Yes, it means that the platform is buggy, but that doesn't help anyone wanting to write portable-in-practice code. The standard specifying specific behavior is just giving a false sense of security.
> Okay, how about `signal()` being called in a multi-threaded program? Why couldn't they define it in C11 such that it could be called?
This is even more definitely not a case of compiler developer conflict of interest. And it's not a case of previously-defined behavior changing, so that set remains still at just realloc. (I wouldn't be surprised if there are more, but if it's not a thing easily listed off I find it hard to believe it's a real significant worry)
But POSIX defines it anyway; and as signals are rather pointless without platform-specific assumptions, it's not like it matters for portability. Honestly, having signals as-is in the C standard feels rather useless to me in general. And 'man 2 signal' warns to not use 'signal()', recommending the non-standard sigaction instead.

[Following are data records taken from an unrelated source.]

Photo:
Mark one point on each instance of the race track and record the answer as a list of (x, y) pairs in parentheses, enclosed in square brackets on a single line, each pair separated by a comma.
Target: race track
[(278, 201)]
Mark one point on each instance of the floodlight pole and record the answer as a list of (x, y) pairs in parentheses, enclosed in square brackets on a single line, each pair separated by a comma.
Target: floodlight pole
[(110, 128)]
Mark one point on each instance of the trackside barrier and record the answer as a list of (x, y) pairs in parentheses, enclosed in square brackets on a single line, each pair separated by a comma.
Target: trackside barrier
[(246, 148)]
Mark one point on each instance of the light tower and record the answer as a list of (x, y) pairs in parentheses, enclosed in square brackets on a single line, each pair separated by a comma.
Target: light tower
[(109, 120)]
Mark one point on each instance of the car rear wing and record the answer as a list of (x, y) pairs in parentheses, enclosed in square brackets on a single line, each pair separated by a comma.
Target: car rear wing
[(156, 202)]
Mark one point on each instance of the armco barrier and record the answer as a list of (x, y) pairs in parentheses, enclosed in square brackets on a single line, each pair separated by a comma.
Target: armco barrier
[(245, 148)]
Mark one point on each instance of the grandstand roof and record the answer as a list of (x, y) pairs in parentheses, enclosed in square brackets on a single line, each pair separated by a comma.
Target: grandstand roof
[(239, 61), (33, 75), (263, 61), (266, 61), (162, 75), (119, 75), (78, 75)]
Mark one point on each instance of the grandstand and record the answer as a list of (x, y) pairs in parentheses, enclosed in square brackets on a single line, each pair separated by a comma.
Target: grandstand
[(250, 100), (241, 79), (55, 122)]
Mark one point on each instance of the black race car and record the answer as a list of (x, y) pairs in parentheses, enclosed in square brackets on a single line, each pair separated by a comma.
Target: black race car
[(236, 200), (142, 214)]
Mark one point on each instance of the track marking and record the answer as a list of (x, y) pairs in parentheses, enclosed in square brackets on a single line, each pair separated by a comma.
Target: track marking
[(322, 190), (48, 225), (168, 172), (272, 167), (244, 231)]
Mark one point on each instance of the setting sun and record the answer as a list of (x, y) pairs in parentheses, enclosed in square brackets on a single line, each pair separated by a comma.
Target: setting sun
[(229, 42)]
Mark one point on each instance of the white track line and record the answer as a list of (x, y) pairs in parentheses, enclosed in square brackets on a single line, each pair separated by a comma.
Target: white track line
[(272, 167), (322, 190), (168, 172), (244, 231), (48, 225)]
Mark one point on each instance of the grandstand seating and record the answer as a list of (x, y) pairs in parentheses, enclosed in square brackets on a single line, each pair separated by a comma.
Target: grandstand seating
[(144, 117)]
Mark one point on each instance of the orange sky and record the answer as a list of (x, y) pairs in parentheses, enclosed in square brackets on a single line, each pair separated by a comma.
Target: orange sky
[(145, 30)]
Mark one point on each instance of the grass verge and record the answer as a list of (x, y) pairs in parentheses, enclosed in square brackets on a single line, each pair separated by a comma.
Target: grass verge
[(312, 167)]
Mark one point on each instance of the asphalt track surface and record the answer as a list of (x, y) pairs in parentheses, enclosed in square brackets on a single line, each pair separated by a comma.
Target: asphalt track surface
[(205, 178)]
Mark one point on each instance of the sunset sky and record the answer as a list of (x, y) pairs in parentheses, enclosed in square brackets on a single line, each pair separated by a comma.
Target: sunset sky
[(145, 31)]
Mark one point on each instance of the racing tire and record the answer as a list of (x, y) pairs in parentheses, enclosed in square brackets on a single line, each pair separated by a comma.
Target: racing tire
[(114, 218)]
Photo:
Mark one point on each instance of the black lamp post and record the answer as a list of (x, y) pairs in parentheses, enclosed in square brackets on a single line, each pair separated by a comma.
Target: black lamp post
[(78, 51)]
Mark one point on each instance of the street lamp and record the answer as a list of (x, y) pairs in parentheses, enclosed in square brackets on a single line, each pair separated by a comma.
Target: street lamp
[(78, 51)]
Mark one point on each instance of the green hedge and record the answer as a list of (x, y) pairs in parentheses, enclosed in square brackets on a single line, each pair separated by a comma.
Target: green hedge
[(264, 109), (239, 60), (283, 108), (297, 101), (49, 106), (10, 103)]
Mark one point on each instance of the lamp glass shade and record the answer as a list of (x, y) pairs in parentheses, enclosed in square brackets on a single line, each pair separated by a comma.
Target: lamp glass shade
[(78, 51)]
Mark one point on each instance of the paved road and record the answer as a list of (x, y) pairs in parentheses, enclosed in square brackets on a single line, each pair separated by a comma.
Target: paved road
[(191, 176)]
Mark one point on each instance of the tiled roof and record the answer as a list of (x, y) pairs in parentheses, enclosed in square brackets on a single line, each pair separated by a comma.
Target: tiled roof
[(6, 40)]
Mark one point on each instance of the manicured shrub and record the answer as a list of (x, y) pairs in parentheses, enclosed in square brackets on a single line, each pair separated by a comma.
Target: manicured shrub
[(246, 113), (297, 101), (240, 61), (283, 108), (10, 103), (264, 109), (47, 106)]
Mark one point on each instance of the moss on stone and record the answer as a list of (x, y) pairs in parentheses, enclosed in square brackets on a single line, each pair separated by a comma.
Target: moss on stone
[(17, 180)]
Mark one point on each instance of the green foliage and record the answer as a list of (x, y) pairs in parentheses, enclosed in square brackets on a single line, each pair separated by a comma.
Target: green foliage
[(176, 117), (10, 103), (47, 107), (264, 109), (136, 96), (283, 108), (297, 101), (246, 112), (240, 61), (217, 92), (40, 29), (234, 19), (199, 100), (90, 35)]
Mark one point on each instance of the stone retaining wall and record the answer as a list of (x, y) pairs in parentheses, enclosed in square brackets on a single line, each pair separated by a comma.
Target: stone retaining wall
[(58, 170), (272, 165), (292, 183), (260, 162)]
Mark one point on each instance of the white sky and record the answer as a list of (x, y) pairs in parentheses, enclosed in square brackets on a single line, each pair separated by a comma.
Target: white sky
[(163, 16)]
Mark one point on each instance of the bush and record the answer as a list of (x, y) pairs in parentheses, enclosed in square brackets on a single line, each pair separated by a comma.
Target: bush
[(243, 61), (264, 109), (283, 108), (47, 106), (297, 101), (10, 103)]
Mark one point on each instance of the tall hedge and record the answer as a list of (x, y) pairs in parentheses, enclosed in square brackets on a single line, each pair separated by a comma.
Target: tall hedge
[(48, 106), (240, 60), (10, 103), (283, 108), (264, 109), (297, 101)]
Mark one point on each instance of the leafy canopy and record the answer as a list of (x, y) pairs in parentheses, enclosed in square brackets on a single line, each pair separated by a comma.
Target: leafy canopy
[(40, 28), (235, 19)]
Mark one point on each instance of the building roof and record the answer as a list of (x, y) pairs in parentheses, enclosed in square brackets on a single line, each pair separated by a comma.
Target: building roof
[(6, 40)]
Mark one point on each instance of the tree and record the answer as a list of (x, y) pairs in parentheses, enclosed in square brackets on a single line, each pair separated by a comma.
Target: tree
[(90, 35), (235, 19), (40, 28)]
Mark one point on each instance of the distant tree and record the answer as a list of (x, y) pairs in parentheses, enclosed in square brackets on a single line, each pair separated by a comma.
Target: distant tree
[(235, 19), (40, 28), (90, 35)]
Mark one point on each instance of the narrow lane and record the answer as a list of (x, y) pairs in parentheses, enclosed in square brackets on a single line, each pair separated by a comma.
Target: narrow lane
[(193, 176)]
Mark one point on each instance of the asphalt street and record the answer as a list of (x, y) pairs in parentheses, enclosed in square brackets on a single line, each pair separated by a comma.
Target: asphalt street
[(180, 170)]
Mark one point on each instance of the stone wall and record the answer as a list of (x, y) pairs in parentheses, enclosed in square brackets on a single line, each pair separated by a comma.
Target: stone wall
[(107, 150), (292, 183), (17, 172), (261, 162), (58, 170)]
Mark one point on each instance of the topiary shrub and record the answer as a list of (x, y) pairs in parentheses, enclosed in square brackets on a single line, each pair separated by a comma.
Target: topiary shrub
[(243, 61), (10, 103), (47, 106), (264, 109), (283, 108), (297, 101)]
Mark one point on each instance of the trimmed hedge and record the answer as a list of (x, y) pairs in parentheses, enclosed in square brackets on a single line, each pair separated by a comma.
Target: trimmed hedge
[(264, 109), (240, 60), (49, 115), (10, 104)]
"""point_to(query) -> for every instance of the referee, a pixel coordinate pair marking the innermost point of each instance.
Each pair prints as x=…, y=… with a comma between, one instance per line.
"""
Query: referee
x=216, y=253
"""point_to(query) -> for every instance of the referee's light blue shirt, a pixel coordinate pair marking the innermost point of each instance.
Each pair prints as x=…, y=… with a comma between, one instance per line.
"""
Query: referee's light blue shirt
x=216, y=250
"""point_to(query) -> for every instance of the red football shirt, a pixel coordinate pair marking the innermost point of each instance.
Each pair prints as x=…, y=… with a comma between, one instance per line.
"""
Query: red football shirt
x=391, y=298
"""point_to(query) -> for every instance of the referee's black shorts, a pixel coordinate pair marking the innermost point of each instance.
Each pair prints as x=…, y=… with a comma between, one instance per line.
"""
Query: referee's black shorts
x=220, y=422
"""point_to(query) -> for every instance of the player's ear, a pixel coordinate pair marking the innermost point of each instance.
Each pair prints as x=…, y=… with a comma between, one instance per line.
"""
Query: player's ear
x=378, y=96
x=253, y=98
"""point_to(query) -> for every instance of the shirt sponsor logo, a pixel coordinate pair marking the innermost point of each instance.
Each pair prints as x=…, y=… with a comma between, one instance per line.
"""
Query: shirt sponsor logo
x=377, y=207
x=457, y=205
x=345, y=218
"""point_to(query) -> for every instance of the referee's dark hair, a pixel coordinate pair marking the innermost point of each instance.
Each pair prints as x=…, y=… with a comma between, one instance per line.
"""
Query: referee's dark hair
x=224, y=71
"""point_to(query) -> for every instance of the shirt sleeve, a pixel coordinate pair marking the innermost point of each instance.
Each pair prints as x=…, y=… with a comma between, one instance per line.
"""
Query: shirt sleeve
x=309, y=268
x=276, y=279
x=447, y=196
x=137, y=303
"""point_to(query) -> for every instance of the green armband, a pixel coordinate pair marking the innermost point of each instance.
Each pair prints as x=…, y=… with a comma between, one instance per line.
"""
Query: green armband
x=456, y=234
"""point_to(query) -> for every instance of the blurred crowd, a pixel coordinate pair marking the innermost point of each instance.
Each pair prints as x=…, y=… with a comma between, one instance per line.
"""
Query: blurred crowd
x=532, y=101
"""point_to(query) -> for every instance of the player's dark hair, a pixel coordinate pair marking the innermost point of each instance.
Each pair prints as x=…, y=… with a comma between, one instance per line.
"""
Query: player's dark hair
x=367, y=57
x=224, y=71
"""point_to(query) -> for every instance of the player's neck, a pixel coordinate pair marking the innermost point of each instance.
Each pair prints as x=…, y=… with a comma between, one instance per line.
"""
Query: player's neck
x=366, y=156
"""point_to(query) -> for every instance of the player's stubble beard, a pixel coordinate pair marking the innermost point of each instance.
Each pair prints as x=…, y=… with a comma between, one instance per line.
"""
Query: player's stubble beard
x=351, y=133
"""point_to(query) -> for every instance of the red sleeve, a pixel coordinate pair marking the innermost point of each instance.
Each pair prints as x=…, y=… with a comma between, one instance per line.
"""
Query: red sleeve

And, as far as I can tell, implementation-defined vs undefined barely matters, given that a platform may choose to define the implementation-defined thing as doing arbitrary things anyway, or, conversely, indeed document specific behavior for undefined things. The most significant thing I can tell from the wording is that implementation-defined requires the behavior to be documented, but I am fairly sure there are many C compilers that don't document everything implementation-defined.
> I'd rather not be forced to be a superhuman programmer.
All you have to do is not use signed integers for doing modular/bitwise arithmetic just as much as you don't use integers for doing floating-point arithmetic. It's not much to ask. And the null pointer thing isn't even an issue for userspace code (i.e. what 99.99% of programmers write).
I do think think configuring behavior of various things should be more prevalent & nicer to do; even in cases where a language/platform does define specific behavior, it may nevertheless be undesired (e.g. a+1<a might not work for overflow checking if signed addition was implementation-defined (and, say, a platform defines it as saturating), and so portable projects still couldn't use it for such).
Are there even that many UB additions? The only thing I can remember is realloc with size zero going from implementation-defined to undefined in C23.